2

The purpose of the PHP / MySQL script that I am working on is to check for duplicate entries exist for new users when they register. If a duplicate exists, warn the users, etc. Normally this would be a simple database query comparing the required columns with the information submitted. However, since we must meet HIPAA compliance, the data (as well as the questions that data corresponds to) is encrypted in the database. So this means we have to pull all the records and then decrypt it before we can begin comparing.

I'm pulling three columns from the database - participants, demographics and data.

Participants is a an integer; the user id. Demographics is also an integer, which is a reference to another table. That table contains questions. The Demographics column is the id of those questions, with values ranging from 237 - 280. Data is the actual data that corresponds to the question id in Demographics.

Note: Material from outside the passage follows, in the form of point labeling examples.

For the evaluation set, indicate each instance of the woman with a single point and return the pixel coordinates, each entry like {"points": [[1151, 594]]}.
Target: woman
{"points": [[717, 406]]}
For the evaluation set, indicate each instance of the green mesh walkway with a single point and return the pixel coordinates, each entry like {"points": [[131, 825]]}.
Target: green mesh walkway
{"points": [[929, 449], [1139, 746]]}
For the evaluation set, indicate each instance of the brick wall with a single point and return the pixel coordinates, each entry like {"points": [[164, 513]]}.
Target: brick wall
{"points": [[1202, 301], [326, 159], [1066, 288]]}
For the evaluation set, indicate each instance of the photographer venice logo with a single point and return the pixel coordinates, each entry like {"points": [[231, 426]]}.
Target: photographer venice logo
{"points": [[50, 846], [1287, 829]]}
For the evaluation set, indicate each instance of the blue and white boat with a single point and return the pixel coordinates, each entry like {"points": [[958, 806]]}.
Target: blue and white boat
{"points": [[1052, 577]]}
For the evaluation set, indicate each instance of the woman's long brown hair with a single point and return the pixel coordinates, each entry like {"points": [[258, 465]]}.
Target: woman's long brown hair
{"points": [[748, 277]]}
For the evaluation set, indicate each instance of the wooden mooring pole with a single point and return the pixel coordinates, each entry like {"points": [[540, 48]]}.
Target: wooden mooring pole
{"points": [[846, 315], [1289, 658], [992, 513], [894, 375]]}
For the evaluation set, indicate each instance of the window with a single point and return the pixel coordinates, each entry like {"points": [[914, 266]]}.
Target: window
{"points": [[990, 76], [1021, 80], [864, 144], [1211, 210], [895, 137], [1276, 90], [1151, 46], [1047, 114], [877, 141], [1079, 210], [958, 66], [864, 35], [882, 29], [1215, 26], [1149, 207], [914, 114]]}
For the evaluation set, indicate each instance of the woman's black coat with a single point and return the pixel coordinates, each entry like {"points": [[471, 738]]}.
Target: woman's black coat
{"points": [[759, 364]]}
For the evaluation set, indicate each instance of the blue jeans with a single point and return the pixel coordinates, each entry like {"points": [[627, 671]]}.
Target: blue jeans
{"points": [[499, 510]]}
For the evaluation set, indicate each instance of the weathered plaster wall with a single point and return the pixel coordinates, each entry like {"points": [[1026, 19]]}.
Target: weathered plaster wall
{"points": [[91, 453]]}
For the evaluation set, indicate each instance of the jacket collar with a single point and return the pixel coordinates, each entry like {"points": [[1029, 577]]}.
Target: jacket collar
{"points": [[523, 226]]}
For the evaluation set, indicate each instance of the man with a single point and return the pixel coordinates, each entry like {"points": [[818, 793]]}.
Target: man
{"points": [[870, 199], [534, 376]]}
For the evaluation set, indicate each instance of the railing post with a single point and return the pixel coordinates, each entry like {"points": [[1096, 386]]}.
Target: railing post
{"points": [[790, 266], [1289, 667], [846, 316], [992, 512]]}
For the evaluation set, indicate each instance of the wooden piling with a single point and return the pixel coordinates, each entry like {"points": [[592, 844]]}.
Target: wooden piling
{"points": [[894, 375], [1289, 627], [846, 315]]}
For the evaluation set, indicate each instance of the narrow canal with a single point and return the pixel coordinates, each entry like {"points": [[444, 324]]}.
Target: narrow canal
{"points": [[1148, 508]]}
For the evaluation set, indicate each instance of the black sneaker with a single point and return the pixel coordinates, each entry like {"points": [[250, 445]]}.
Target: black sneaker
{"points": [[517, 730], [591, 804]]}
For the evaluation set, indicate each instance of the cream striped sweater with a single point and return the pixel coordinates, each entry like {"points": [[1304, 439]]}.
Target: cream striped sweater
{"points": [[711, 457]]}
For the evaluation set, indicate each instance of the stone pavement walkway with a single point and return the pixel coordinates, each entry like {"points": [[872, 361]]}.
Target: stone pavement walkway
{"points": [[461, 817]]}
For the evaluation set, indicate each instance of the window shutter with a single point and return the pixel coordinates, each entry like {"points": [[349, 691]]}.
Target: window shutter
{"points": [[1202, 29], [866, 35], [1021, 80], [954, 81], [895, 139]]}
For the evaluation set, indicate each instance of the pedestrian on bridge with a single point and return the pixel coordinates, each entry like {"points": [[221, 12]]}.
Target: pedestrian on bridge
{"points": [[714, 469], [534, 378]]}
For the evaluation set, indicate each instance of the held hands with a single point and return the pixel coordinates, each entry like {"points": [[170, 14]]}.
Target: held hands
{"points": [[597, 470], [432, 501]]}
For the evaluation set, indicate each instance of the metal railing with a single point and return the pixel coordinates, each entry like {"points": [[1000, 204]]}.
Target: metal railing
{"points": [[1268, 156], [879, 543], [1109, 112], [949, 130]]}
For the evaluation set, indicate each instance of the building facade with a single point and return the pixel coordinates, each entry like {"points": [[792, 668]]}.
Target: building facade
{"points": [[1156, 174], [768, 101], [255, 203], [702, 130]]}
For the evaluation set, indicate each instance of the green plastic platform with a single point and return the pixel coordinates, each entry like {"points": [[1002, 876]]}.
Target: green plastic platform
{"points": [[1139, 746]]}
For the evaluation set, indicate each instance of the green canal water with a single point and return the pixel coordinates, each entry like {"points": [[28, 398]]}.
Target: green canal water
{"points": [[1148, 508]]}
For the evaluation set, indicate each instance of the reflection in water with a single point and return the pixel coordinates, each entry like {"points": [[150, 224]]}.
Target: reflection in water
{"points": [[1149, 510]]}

Each participant has four questions from demographics that they must answer. I only need to pull ID's number 237, 238, 239 and 241 from the demographics column. An example of the query being used to fetch the records (using Doctorine ORM):

        select('(dd.participant_id)', '(dd.demographic_id)', '(dd.demographic_data_value)')
        ->where('dd.demographic_id IN(237,238,239,241)')
        ->orderBy('dd.participant_id', 'ASC')
        ->getQuery()->getResult();

And here's what the result looks like from the above query for a single participant:

[0]=>

    array(3) {
      [1]=>string(1) "5"          /* The participant ID */
      [2]=>string(3) "**237**"    /* The demographic ID */
      [3]=>string(49) "0zW/5aNei6EX6X0abn3smQ==:J2Kl0Ky/L7fjl5m69W0BNA=="      /* The data */
    }

[1]=>

    array(3) {
      [1]=>string(1) "5"          /* The participant ID */
      [2]=>string(3) "**238**"    /* The demographic ID */
      [3]=>string(49) "e97Rse2b+MPgpKV0vuyv2g==:2HcKOVTSG/LghDnoHWQxMw=="      /* The data */
    }

[2]=>

    array(3) {
      [1]=>string(1) "5"          /* The participant ID */
      [2]=>string(3) "**239**"    /* The demographic ID */
      [3]=>string(49) "Ym9EKLAkj5LznrwYNfC5Kw==:gmYziJKA3F+7HJ7hz9IAAQ=="      /* The data */
    }

[3]=>

      array(3) {
      [1]=>string(1) "5"          /* The participant ID */
      [2]=>string(3) "**241**"    /* The demographic ID */
      [3]=>string(3) "654"        /* The data */
    }

Using the example above, you can see we have four separate arrays. Array index [1] is the participant id, index [2] is demographics (the question being asked) and index [3] is the answer to that question. You can tell that this is all for the same participant since index [1] is "5" for each array. As you can see, the data column is encrypted. The actual question is encrypted as well, but not the id for the question. With those columns being encrypted, I can't simply do a read/write. That's a nuisance, but not the problem.

The Problem

The problem I am facing is that there's a few users that did not answer all four questions. If a question is not answered, it is not stored as null or empty in the database as you might expect; it simply is omitted from the table for that user altogether. As a result, an unanswered question results in a PHP error, because we are trying to access an array key that does not exist.

The Proposed Solution

What I would like to do is before iterating over the database results, I would like to first fix the data we already have and find any and all users who did not answer all four questions for demographics IDs 237, 238, 239 and 241, and either remove them from the result set altogether, OR another acceptable solution would be to insert a new record for that participant with the missing demographic ID and the string 'Not Answered' for the Data column.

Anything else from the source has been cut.